勝てなければ「足切り」の宣告をされる3歳9月に、アトリエは忽然と姿を消した。

厩舎の扉はしっかり閉じられていたはずだった。

だが、まるで“わかっていた”かのように、彼はそこから抜け出し姿を消した。まるで、自分の運命に抗うように。


数ヶ月後、関係者の間に衝撃が走る。


Facebookの投稿。

東京・高円寺の、とある大邸宅の庭先。

家族の真ん中で上唇をむき出し、こちらに笑いかけるような——見事なフレーメン反応で写るアトリエの姿がそこにはあった。


投稿にはこう記されていた。


「元競走馬の“アッくん”です。今は家族になって、毎日庭でのんびり過ごしています」


渉は最初、コラ画像かと思った。

……だが、その馬の姿には見覚えがありすぎた。

好奇心旺盛な目、太めの流星、少しハネ気味のたてがみ。

紛れもなく、黒木牧場生まれの——クロノアトリエだった。


その家族は、かつて寺院だったという敷地に住んでいた。

東京都は杉並区・高円寺。古くから寺町として知られる土地。その本堂跡に佇むモダンな大邸宅の中庭に、アトリエ専用の馬房が作られた。

毎朝の散歩では、近所の人々が「アッくん、今日も元気ね」と声をかける。地域の人からはご神馬のように慕われているらしい。

お参りの対象でも、神社の馬でもない。けれど、自然と人が集まってくる不思議な存在。
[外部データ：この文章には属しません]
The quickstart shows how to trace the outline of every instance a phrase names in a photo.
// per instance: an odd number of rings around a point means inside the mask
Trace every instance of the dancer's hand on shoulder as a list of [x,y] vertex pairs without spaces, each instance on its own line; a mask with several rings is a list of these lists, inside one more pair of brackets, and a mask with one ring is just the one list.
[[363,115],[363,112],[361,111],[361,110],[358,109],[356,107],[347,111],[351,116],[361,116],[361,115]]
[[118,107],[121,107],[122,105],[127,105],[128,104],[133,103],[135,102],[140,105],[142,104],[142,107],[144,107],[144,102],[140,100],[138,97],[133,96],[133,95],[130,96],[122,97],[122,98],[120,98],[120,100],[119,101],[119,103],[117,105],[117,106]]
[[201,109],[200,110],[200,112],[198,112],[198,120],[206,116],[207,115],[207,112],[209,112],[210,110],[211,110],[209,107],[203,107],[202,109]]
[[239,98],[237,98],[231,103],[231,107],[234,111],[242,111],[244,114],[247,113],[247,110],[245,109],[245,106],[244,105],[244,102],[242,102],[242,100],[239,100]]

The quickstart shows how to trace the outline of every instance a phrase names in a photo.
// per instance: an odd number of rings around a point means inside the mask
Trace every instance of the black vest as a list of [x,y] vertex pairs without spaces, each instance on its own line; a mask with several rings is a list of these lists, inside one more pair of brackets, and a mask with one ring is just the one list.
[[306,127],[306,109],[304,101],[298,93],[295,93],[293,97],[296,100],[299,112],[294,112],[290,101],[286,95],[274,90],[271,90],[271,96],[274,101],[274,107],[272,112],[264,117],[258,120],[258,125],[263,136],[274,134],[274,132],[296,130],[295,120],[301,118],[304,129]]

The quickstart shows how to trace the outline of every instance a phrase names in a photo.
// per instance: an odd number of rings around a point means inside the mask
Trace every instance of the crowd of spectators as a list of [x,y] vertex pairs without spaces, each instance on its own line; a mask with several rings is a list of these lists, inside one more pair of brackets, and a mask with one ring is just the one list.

子どもが撫で、大人が写真を撮り、高齢者がにんじんを持ってくる。


人懐っこさは現役時代からだった。

調教助手にもすぐに懐き、馬房に誰が入ってきても耳を伏せるようなことはなかった。

ただ、それはレースでの“勝ちたい気持ち”とは別の話で——

実際、アトリエは一度も勝てなかった。


「闘争心、なかったもんな……」


先頭に立つとペースを緩め、並ばれると楽しげに並走してしまう。勝ち切れない、というより“戦う気がない”馬だった。


けれど、それでも誰も彼を嫌うことはなかった。

むしろ、どこか憎めない……いや、愛される馬だった。

だからこそ、今の暮らしが——きっと、彼には一番合っている。

今もなお、愛されて。毎日を“放牧”している。


「抹消、とは言えないな」

渉はそう呟きながら、ページをそっと閉じた。

放牧中——この表記を、変えるつもりはしばらくない。